Growth in distressed property listings eased slightly in the second quarter of this year, but are expected to worsen in the third quarter, the UK Royal Institution of Chartered Surveyors (RICS) said on Thursday, based on the results of a survey of its members.
RICS defines distressed properties as those with foreclosure orders or which are advertised for sale by their mortgagee, and which tend to fetch lower prices than their market value.
Three European countries -- Portugal, Spain and Germany -- were worse off in the second quarter, reporting distress in their market had risen at a faster pace than in Q1.
"Despite the 'supposedly successful' European bank stress tests, worries over the health of the European banking system will continue to linger, propelling banks to manage down their problem loan books," RICS senior economist Oliver Gilmartin said in the report.
"Indeed, changing international regulations are likely to start raising the cost of capital of holding commercial property on bank's balance sheets, which could be the trigger for increased listings in the coming year."
Central banks last week agreed on a raft of changes to the planned Basel III banking regulations that will make banks hold more capital and liquidity to withstand shocks without taxpayer aid.
RICS' survey of 385 of its members in 25 countries in June showed they expect to see growth of distressed property listings in the third quarter to increase in 14 of the countries surveyed, up from 13 countries in Q2.
Portugal and Ireland -- struggling with fears about their sovereign debt -- are forecast to face the biggest rise in distressed sales, RICS said, followed by the United States, where Moody's data shows property prices are still down 41 percent from the 2007 peak.

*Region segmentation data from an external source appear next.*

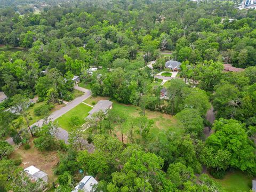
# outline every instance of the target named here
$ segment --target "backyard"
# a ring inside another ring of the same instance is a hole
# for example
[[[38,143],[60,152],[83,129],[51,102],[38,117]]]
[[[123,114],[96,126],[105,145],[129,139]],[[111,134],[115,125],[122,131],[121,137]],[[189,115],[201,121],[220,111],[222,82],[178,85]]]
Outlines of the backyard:
[[[82,125],[84,123],[84,118],[88,116],[88,112],[92,109],[92,107],[81,103],[57,118],[54,122],[57,122],[61,128],[64,129],[65,130],[69,131],[72,127],[70,125],[70,121],[72,117],[78,117],[80,125]]]
[[[164,77],[171,77],[172,76],[172,73],[170,72],[164,72],[161,74],[161,75]]]
[[[235,171],[227,174],[223,179],[211,177],[227,192],[249,191],[252,189],[252,178],[242,171]]]
[[[35,148],[33,143],[33,138],[30,139],[30,148],[24,149],[23,146],[15,150],[10,156],[13,159],[21,159],[20,165],[23,169],[34,165],[46,173],[48,175],[49,183],[55,181],[57,177],[53,172],[53,169],[59,162],[57,151],[39,151]]]

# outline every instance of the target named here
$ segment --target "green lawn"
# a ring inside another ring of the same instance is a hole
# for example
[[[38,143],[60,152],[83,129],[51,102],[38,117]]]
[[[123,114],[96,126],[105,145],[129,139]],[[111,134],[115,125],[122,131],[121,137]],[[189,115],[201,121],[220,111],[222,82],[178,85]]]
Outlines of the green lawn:
[[[161,74],[161,75],[165,77],[171,77],[172,76],[172,73],[170,72],[164,72]]]
[[[89,89],[89,90],[92,88],[92,84],[91,83],[88,83],[85,82],[81,82],[79,83],[78,85],[81,87]]]
[[[74,89],[72,91],[72,94],[74,95],[74,98],[76,98],[77,97],[83,95],[84,93],[81,91]]]
[[[252,189],[252,178],[248,177],[242,171],[228,173],[223,179],[213,179],[227,192],[249,191]]]
[[[69,131],[71,128],[71,125],[70,124],[71,117],[78,117],[79,119],[80,120],[80,124],[82,125],[85,122],[84,118],[88,116],[88,112],[89,112],[92,109],[92,107],[85,104],[80,103],[67,112],[62,116],[59,117],[55,120],[54,122],[57,122],[61,128],[63,128],[67,131]]]

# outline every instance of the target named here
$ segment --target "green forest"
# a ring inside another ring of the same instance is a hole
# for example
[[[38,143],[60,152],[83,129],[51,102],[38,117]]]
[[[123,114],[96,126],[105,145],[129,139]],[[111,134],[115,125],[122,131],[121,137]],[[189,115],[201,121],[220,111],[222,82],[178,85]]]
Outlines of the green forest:
[[[256,9],[240,3],[0,0],[0,191],[85,175],[92,191],[252,191]]]

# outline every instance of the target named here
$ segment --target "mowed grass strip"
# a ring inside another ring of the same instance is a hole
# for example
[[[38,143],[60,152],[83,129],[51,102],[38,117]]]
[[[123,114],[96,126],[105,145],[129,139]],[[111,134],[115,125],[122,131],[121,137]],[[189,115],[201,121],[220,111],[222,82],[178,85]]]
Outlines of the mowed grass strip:
[[[85,122],[84,118],[88,116],[88,112],[92,109],[92,107],[81,103],[57,118],[54,122],[57,122],[60,127],[70,131],[72,127],[70,125],[71,117],[77,116],[80,120],[80,125],[82,125]]]
[[[171,77],[172,76],[172,73],[170,72],[164,72],[161,74],[161,75],[165,77]]]
[[[249,191],[252,189],[252,178],[242,171],[236,171],[227,173],[223,179],[213,178],[227,192]]]

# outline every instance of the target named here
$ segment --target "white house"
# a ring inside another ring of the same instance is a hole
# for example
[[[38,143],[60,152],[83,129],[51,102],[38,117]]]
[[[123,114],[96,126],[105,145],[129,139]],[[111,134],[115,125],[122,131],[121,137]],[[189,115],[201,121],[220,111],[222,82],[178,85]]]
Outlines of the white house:
[[[86,175],[83,178],[71,192],[78,192],[78,191],[93,192],[95,191],[94,189],[93,189],[93,186],[97,184],[98,181],[93,177]]]
[[[0,103],[4,101],[4,100],[6,99],[7,99],[7,96],[5,95],[3,91],[0,92]]]
[[[47,174],[45,172],[40,171],[38,169],[34,167],[33,165],[29,166],[24,169],[31,180],[38,181],[39,179],[46,183],[48,183]]]

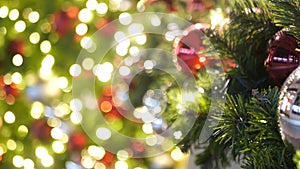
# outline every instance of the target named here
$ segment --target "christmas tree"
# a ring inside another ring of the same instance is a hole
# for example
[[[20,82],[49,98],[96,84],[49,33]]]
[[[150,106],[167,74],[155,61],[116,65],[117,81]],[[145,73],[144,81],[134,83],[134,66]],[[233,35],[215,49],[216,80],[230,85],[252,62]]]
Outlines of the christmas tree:
[[[298,0],[0,2],[0,168],[299,168]]]

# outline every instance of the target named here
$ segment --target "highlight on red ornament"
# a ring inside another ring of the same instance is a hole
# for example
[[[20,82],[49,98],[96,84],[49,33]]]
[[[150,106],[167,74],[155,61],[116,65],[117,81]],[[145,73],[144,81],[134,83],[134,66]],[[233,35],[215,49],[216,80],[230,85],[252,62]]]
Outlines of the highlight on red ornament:
[[[199,54],[208,48],[203,43],[204,33],[203,30],[209,28],[208,24],[197,23],[183,32],[183,36],[178,43],[175,43],[175,54],[178,59],[182,60],[190,69],[192,73],[197,73],[206,62],[204,54]],[[183,67],[182,62],[178,62]],[[188,70],[183,70],[188,71]]]
[[[18,96],[19,89],[17,85],[11,82],[11,80],[5,80],[5,76],[0,76],[0,99],[12,105]]]
[[[299,66],[299,40],[281,30],[269,41],[265,66],[274,83],[281,86],[290,73]]]
[[[76,132],[71,134],[68,142],[68,148],[70,150],[81,151],[87,145],[87,138],[84,133]]]
[[[123,118],[113,102],[111,86],[103,88],[102,95],[98,100],[98,106],[108,122]]]

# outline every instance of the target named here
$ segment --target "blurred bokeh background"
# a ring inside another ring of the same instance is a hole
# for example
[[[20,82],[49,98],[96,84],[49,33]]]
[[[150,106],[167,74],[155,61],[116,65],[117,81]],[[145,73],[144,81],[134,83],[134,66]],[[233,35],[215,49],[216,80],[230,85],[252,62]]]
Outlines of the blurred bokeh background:
[[[80,108],[75,106],[78,100],[72,96],[72,78],[84,75],[97,77],[95,95],[99,109],[115,130],[144,136],[161,129],[159,125],[129,124],[116,110],[109,84],[111,73],[122,58],[146,48],[172,52],[175,37],[179,36],[178,32],[172,34],[172,26],[164,37],[141,34],[131,39],[129,45],[116,46],[101,63],[91,59],[76,63],[82,48],[93,50],[85,44],[97,30],[116,19],[121,24],[131,24],[126,20],[122,23],[122,18],[143,12],[171,13],[191,23],[215,27],[225,20],[226,2],[0,1],[0,168],[187,168],[189,154],[176,145],[159,156],[134,159],[131,154],[143,153],[143,145],[136,143],[130,151],[112,154],[89,139],[80,125],[82,117],[78,113]],[[161,23],[159,19],[152,21]],[[123,36],[114,29],[106,33],[117,38]],[[122,69],[120,74],[126,74],[128,67]],[[159,80],[157,76],[135,78],[130,97],[136,106],[143,104],[142,98],[150,84]]]

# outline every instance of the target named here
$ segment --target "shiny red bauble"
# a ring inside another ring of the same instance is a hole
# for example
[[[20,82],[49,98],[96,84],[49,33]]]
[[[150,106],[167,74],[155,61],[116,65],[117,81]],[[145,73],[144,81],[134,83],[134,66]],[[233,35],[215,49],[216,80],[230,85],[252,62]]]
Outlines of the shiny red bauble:
[[[283,30],[269,41],[265,66],[274,83],[281,86],[290,73],[299,66],[299,40]]]

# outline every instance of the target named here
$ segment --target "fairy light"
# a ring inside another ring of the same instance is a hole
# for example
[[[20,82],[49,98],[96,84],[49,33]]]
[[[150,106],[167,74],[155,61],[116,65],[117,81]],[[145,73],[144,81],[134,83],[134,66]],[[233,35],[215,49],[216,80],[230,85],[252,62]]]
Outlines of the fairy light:
[[[20,54],[14,55],[13,58],[12,58],[12,63],[15,66],[21,66],[23,64],[23,56],[20,55]]]
[[[17,32],[23,32],[26,29],[26,24],[24,21],[20,20],[15,23],[15,30]]]
[[[12,124],[16,121],[16,117],[15,117],[15,114],[11,111],[7,111],[5,114],[4,114],[4,121],[8,124]]]
[[[19,72],[15,72],[12,74],[11,80],[15,84],[20,84],[22,82],[22,75]]]
[[[54,114],[57,117],[64,117],[70,113],[70,107],[66,103],[60,103],[58,106],[55,107]]]
[[[51,43],[48,40],[44,40],[41,45],[40,45],[40,49],[43,53],[49,53],[51,50]]]
[[[92,58],[85,58],[83,61],[82,61],[82,67],[85,69],[85,70],[91,70],[94,66],[94,60]]]
[[[9,139],[9,140],[7,140],[6,146],[7,146],[7,149],[13,151],[17,148],[17,143],[14,140]]]
[[[89,146],[88,154],[94,157],[96,160],[101,160],[105,155],[105,150],[103,147]]]
[[[31,23],[36,23],[40,19],[40,14],[36,11],[32,11],[28,15],[28,20]]]
[[[130,55],[132,55],[132,56],[137,56],[138,53],[139,53],[139,48],[136,47],[136,46],[131,46],[131,47],[129,48],[129,53],[130,53]]]
[[[77,112],[79,112],[81,109],[82,109],[82,102],[81,102],[81,100],[79,100],[79,99],[72,99],[71,101],[70,101],[70,109],[72,110],[72,111],[77,111]]]
[[[50,155],[46,155],[41,159],[41,163],[44,167],[51,167],[54,164],[54,159]]]
[[[25,137],[28,134],[28,128],[24,125],[18,127],[18,133],[21,137]]]
[[[43,59],[41,66],[46,69],[51,69],[54,63],[55,63],[54,57],[50,54],[47,54],[46,57]]]
[[[12,21],[15,21],[19,18],[19,11],[17,9],[12,9],[9,12],[8,18]]]
[[[119,15],[119,22],[122,25],[129,25],[132,22],[132,17],[129,13],[123,12]]]
[[[62,143],[68,143],[69,141],[69,136],[66,133],[63,133],[61,139],[59,139]]]
[[[29,158],[26,158],[24,160],[23,165],[24,165],[24,169],[34,169],[34,162]]]
[[[100,127],[97,129],[96,135],[101,140],[108,140],[111,137],[111,132],[107,128]]]
[[[21,168],[24,165],[24,158],[19,156],[19,155],[15,155],[13,157],[13,165],[17,168]]]
[[[173,136],[175,137],[175,139],[179,140],[182,137],[182,132],[176,131],[173,133]]]
[[[152,60],[146,60],[146,61],[144,62],[144,67],[145,67],[145,69],[147,69],[147,70],[153,69],[153,67],[154,67],[153,61],[152,61]]]
[[[133,23],[128,27],[128,32],[131,35],[141,34],[144,31],[144,25],[140,23]]]
[[[6,18],[8,15],[9,9],[7,6],[2,6],[0,8],[0,18]]]
[[[115,163],[116,169],[128,169],[128,164],[125,161],[117,161]]]
[[[142,129],[143,129],[143,132],[146,134],[153,133],[153,128],[152,128],[151,123],[144,123]]]
[[[98,2],[96,0],[88,0],[86,2],[87,9],[89,9],[91,11],[95,10],[97,5],[98,5]]]
[[[73,124],[80,124],[82,121],[82,116],[78,112],[72,112],[70,115],[70,120]]]
[[[70,69],[69,73],[71,76],[79,76],[81,74],[81,66],[79,64],[73,64]]]
[[[7,73],[3,78],[4,84],[10,85],[12,83],[11,74]]]
[[[35,155],[36,155],[37,158],[42,159],[42,158],[44,158],[45,156],[48,155],[48,150],[45,147],[38,146],[35,149]]]
[[[153,16],[153,17],[151,18],[151,24],[152,24],[153,26],[159,26],[159,25],[161,24],[160,18],[159,18],[158,16]]]
[[[77,35],[85,35],[88,31],[88,26],[85,23],[80,23],[76,26],[75,28],[75,32],[77,33]]]
[[[111,78],[113,69],[113,65],[110,62],[105,62],[103,64],[95,65],[93,68],[93,73],[97,76],[99,81],[107,82]]]
[[[183,153],[181,152],[180,148],[176,147],[174,150],[172,150],[171,157],[175,161],[182,159]]]
[[[147,42],[147,37],[146,35],[138,35],[135,37],[135,41],[139,45],[143,45]]]
[[[34,119],[39,119],[44,112],[44,106],[41,102],[33,102],[31,106],[30,115]]]
[[[121,76],[128,76],[130,74],[130,69],[127,66],[121,66],[119,68],[119,73]]]
[[[63,135],[63,132],[61,131],[61,129],[57,128],[57,127],[54,127],[52,130],[51,130],[51,136],[52,138],[54,139],[61,139],[62,138],[62,135]]]
[[[2,145],[0,145],[0,156],[2,156],[5,153],[5,149]]]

Eight countries said there was a decline in the number of distressed properties coming to market during the second quarter compared to three months earlier, with the decline greatest in Brazil, Russia and India.
The report also said interest from specialist funds that invest in distressed property has also gone up significantly in Ireland, the United States, Russia and Hungary, with the biggest upturn in buyer interest focussed on Russia.